Introducing Chinese Text Analyser


imron

Recommended Posts

Cantonese:

I made a dictionary and it seems to work perfectly with CTA. You can easily find one already in cedict format but I chose to start with one of the shared anki decks that I trust the most. I exported the cards and worked them into the correct format with excel. I think a lot of people deserve credit for the data but I'm not sure how to apportion it. 

 

The last trick was that it must be named (Program Files/ChineseTextAnalyser/data/) "cedict_ts.u8". 

  • Like 1
Link to comment
Share on other sites

Minor feature request. I've got a text with annoations in it, and I don't see any way of ignoring them for the vocab list or removing them. Right now I'm using a simple sed script to strip them before the program processes them.

 

 

 

一个星期五的上午,天气很好。高明一边吃早饭一边看星期五的报纸[3]

 

Something like that where I have a large number of annotations like [4] or [15] in the text that aren't actually useful outside of the text.

 

I wouldn't consider this to be high priority, but it would be quite useful to have some way of dealing with it when the source text includes things that aren't actually text.

 

And interestingly enough, for some reason most of the icons are now visible on my Linux install rather than none of them. Again, that's not terribly important, but it's kind of interesting that the situation is different now than it was when I first installed. I wonder what changes were made that caused that.

Link to comment
Share on other sites

Cantonese:

 

I have some great news if you're interested in this. Short answer: Just download yedict_20130108.u8 from here, rename it to cedict_ts.u8 and put it in C:\Program Files\ChineseTextAnalyser\data. It's ready to go as is! 哈哈!(But it's in Yale with tone numbers instead of Jyutping.)

 

I might post the long answer in another thread about available Cantonese dictionaries.

Link to comment
Share on other sites

Somewhat ironically, the top Google search result for CEDICT Cantonese Jyutping leads here.  Pity the site seems dead.  I've messaged the author so maybe he still has a copy of the file somewhere.

 

Also please note that files in C:\Program Files\ChineseTextAnalyser\data (including cedict_ts.u8) get overwritten every time you upgrade, so make sure to keep a copy of yedict lying around.

 

Future support for multiple dictionaries will address this problem.

Link to comment
Share on other sites

@imron, I sent you about a page worth of text, hopefully that's enough to see the pattern I'm getting at. And, I'd assume that Wine is just handling the icons better, I wouldn't expect you to be wasting time on that when you've already decided to do a port. The lack of images was never that big of a deal, even if it did lead to a slight amount of inefficiency when we'd have to wait for the pop up to appear.

Link to comment
Share on other sites

Thanks.  I think I've got a better idea of what you want now and will see if there's something I can do.

 

even if it did lead to a slight amount of inefficiency when we'd have to wait for the pop up to appear.

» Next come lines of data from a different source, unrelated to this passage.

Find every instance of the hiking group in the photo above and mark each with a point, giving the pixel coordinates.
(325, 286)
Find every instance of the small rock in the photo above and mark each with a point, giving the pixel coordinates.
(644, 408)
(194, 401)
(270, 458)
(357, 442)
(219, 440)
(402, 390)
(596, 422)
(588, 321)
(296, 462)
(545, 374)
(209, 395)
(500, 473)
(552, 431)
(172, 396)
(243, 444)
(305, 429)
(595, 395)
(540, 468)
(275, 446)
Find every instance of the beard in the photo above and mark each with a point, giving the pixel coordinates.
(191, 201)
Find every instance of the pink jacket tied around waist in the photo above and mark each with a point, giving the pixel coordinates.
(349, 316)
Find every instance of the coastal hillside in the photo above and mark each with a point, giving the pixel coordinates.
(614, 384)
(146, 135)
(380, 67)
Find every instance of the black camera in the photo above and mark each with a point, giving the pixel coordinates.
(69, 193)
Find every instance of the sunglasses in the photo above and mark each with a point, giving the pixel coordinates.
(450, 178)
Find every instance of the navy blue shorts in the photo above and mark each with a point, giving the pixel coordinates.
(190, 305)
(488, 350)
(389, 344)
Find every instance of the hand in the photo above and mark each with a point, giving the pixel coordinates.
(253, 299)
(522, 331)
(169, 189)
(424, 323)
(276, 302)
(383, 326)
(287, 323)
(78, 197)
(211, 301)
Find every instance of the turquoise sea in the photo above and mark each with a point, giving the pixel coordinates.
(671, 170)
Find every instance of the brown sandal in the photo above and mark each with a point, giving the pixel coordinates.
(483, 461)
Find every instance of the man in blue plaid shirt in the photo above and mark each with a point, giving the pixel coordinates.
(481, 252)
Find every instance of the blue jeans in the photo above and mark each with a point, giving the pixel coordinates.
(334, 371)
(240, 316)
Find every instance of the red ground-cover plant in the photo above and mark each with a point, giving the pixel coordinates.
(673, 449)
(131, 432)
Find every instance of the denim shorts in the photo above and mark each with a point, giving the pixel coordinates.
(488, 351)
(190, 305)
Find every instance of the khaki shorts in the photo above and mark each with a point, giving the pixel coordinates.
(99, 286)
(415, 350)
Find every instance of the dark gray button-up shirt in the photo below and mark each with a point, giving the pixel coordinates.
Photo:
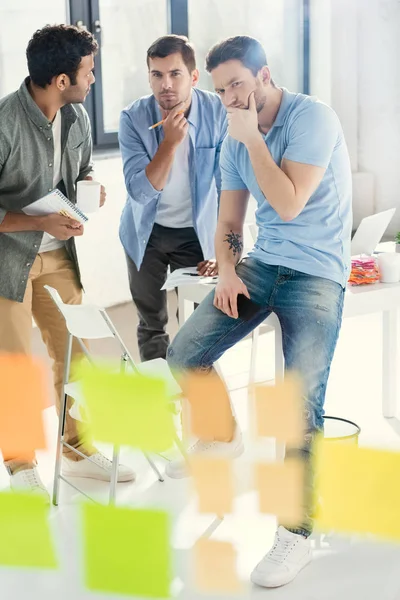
(26, 174)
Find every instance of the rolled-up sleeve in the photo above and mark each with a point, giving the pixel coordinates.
(217, 169)
(86, 167)
(135, 160)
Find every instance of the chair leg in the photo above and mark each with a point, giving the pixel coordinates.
(153, 466)
(114, 475)
(61, 422)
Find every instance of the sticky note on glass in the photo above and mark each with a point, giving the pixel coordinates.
(210, 408)
(127, 551)
(358, 489)
(215, 567)
(281, 490)
(25, 537)
(213, 482)
(279, 411)
(24, 394)
(128, 409)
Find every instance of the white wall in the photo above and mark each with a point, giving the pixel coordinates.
(379, 99)
(354, 48)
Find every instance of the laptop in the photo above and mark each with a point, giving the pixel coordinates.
(370, 232)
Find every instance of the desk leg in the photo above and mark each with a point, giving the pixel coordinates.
(389, 363)
(186, 307)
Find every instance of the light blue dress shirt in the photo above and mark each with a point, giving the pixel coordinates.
(207, 129)
(317, 241)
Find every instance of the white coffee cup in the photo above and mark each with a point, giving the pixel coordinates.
(389, 267)
(88, 196)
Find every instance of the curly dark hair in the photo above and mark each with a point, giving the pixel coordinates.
(57, 49)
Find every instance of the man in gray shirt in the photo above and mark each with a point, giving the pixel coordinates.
(45, 142)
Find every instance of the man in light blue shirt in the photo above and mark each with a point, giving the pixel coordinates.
(173, 181)
(289, 152)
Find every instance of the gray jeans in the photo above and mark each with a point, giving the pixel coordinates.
(167, 247)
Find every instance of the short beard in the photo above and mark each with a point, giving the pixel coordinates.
(260, 104)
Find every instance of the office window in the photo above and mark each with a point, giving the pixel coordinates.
(127, 30)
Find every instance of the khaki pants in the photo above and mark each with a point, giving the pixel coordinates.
(55, 269)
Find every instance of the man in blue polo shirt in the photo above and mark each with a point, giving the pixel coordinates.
(288, 151)
(173, 181)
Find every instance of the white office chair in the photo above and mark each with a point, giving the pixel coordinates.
(91, 322)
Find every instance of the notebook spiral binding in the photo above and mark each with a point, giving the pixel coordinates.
(70, 205)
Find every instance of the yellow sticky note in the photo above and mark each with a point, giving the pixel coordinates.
(127, 551)
(359, 489)
(24, 394)
(215, 567)
(279, 411)
(128, 409)
(281, 490)
(213, 481)
(25, 538)
(210, 409)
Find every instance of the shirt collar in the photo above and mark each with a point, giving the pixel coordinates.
(193, 116)
(33, 111)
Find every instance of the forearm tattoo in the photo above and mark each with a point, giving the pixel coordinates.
(235, 242)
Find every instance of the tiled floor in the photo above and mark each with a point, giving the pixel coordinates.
(345, 569)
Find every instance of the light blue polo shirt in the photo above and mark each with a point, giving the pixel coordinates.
(317, 242)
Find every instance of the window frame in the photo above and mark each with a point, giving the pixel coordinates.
(88, 13)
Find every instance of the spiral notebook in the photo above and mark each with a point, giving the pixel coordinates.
(55, 202)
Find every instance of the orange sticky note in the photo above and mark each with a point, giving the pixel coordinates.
(215, 567)
(24, 393)
(210, 409)
(279, 411)
(213, 481)
(281, 490)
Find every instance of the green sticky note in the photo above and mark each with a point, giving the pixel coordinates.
(127, 551)
(128, 409)
(25, 538)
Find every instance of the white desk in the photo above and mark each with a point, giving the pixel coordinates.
(359, 300)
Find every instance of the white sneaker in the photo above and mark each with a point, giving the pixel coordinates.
(177, 469)
(287, 557)
(29, 481)
(100, 469)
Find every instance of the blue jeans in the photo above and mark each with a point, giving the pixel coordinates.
(310, 313)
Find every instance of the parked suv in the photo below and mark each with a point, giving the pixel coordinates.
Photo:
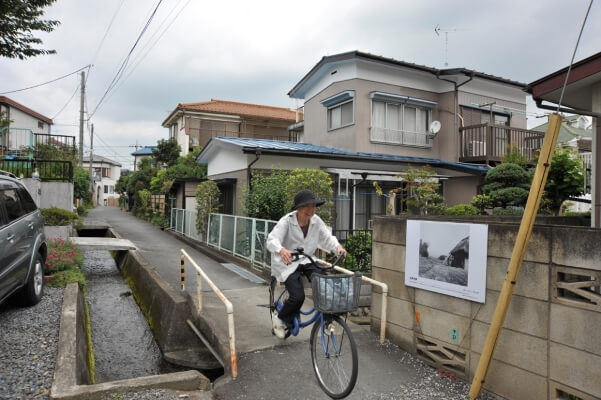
(22, 243)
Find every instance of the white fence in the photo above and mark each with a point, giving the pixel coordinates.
(242, 236)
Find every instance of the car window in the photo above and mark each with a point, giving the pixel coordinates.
(26, 201)
(12, 204)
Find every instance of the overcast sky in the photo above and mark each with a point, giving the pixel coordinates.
(256, 51)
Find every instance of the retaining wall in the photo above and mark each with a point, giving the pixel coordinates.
(550, 344)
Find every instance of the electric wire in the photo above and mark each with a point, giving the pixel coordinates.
(140, 57)
(68, 101)
(565, 83)
(121, 69)
(46, 83)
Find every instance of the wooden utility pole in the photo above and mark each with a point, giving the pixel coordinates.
(81, 102)
(517, 256)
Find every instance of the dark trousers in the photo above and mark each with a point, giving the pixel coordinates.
(296, 292)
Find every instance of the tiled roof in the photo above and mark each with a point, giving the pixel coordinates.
(245, 109)
(309, 148)
(144, 151)
(26, 110)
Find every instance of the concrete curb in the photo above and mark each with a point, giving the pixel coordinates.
(71, 375)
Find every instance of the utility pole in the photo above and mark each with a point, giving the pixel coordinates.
(82, 94)
(91, 161)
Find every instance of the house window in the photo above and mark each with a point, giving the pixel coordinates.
(340, 109)
(403, 120)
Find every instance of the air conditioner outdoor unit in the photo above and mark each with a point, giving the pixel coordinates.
(476, 148)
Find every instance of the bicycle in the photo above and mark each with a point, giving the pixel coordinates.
(333, 348)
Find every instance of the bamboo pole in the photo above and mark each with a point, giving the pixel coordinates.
(517, 256)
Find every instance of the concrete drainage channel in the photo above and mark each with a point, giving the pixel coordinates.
(166, 312)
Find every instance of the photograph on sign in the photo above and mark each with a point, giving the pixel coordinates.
(447, 257)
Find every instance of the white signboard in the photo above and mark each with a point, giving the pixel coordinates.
(447, 257)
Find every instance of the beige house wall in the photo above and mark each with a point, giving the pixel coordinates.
(549, 346)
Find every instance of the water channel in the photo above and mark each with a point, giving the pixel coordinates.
(124, 346)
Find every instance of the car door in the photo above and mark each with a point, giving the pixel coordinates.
(15, 240)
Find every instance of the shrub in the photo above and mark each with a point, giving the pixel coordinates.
(207, 202)
(481, 202)
(462, 209)
(62, 255)
(55, 216)
(358, 247)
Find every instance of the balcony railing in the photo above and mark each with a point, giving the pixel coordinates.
(489, 143)
(48, 170)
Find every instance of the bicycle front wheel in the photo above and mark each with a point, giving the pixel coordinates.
(334, 357)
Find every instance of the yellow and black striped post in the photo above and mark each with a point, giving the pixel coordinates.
(183, 273)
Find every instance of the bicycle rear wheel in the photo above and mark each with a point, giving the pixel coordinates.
(334, 357)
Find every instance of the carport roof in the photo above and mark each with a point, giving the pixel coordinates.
(266, 146)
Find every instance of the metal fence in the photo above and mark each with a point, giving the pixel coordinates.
(48, 170)
(241, 236)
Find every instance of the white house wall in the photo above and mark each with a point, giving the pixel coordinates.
(225, 160)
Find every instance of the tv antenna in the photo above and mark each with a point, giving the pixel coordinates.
(437, 30)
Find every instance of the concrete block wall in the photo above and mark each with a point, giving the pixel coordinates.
(549, 346)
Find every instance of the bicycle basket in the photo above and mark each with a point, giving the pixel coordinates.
(334, 294)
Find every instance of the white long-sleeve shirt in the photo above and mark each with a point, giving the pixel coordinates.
(288, 234)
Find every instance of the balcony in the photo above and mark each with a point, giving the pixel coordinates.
(488, 143)
(22, 152)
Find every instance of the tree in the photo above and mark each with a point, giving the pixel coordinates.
(423, 190)
(267, 197)
(565, 180)
(166, 152)
(315, 180)
(507, 184)
(18, 18)
(207, 202)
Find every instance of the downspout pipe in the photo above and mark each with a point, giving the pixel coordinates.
(248, 173)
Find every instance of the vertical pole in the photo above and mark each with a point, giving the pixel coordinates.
(182, 273)
(517, 256)
(82, 94)
(91, 161)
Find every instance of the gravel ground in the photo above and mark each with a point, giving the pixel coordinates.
(28, 344)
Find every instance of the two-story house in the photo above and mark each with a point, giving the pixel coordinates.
(368, 118)
(26, 127)
(194, 124)
(105, 174)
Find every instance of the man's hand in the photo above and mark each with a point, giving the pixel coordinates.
(286, 256)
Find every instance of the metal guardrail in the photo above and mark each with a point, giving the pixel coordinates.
(373, 282)
(228, 307)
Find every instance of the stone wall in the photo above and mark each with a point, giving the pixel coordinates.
(549, 346)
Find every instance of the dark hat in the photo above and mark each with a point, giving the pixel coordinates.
(304, 198)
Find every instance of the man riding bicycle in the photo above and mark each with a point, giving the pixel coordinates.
(299, 228)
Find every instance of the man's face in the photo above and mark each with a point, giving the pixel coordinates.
(307, 211)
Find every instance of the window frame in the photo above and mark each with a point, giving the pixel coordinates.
(401, 102)
(337, 101)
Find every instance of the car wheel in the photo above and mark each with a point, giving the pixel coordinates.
(33, 291)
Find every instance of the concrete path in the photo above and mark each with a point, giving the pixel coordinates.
(270, 368)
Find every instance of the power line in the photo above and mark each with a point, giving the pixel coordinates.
(67, 103)
(121, 69)
(140, 58)
(46, 83)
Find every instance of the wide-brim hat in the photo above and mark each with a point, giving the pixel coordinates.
(304, 198)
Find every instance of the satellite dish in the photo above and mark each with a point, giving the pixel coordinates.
(434, 128)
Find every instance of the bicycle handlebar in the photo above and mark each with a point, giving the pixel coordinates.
(299, 251)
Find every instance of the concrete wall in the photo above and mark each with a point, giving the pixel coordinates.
(50, 194)
(549, 345)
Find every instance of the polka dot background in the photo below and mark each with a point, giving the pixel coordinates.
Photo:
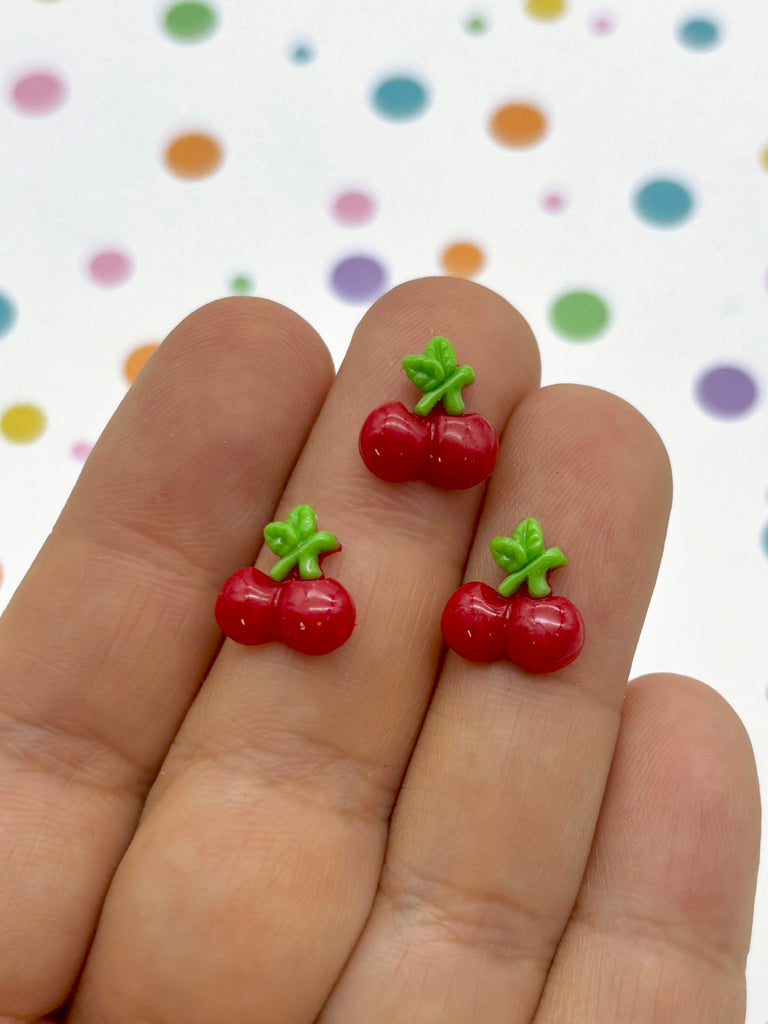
(590, 161)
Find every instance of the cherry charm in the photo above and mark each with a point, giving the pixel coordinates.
(449, 449)
(295, 603)
(539, 631)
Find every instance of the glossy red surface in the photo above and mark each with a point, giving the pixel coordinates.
(449, 452)
(247, 606)
(545, 633)
(539, 634)
(393, 442)
(313, 616)
(474, 623)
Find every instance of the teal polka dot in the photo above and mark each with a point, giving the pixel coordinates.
(302, 53)
(399, 98)
(7, 313)
(664, 203)
(698, 34)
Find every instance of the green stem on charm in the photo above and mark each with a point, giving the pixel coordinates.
(298, 544)
(450, 391)
(436, 374)
(524, 558)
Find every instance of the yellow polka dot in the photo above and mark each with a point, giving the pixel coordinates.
(23, 424)
(136, 359)
(546, 10)
(463, 259)
(518, 125)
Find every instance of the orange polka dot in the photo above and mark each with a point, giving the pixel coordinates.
(136, 359)
(518, 125)
(194, 156)
(463, 259)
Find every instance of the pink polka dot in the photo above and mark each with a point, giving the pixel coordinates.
(111, 267)
(81, 450)
(554, 202)
(603, 25)
(353, 208)
(39, 92)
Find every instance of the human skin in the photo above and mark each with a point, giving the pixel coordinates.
(196, 832)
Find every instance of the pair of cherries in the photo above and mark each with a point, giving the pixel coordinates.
(450, 449)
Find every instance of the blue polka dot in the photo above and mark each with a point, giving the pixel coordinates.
(7, 313)
(699, 34)
(399, 98)
(664, 203)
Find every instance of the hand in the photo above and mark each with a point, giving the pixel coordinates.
(205, 834)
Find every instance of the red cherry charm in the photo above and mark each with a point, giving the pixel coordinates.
(539, 632)
(313, 614)
(444, 446)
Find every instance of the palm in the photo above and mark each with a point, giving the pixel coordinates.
(374, 835)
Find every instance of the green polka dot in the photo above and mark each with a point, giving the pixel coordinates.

All the popups should list a keyboard shortcut - remember that and you'll get an increase in efficiency :-)

Link to comment
Share on other sites

@imron, I meant the pop up text over the buttons. Without the images being there consistently, one has to either memorize the position of the buttons or use it on a supported platform, which right now is Windows.

 

But, I do see your point, as far as I've noticed they all do list shortcuts. I just tend to use the program sporadically when I'm using a new text so things like that tend not to make much difference one way or another. I'll just do the entire text and then not use the program for a few weeks while I learn the new text.

Link to comment
Share on other sites

  • 2 weeks later...

Are you sure it is Chinese Text Analyser that creates it and not the other program? CTA locks files it has open so if another application wanted to open it it would need to copy it. Also, CTA only creates temporary files in its own directory or in the users temp directory.

Link to comment
Share on other sites

  • 4 weeks later...

I've been following this thread since it started, and I bought a license a while ago, but I've just only recently started using it...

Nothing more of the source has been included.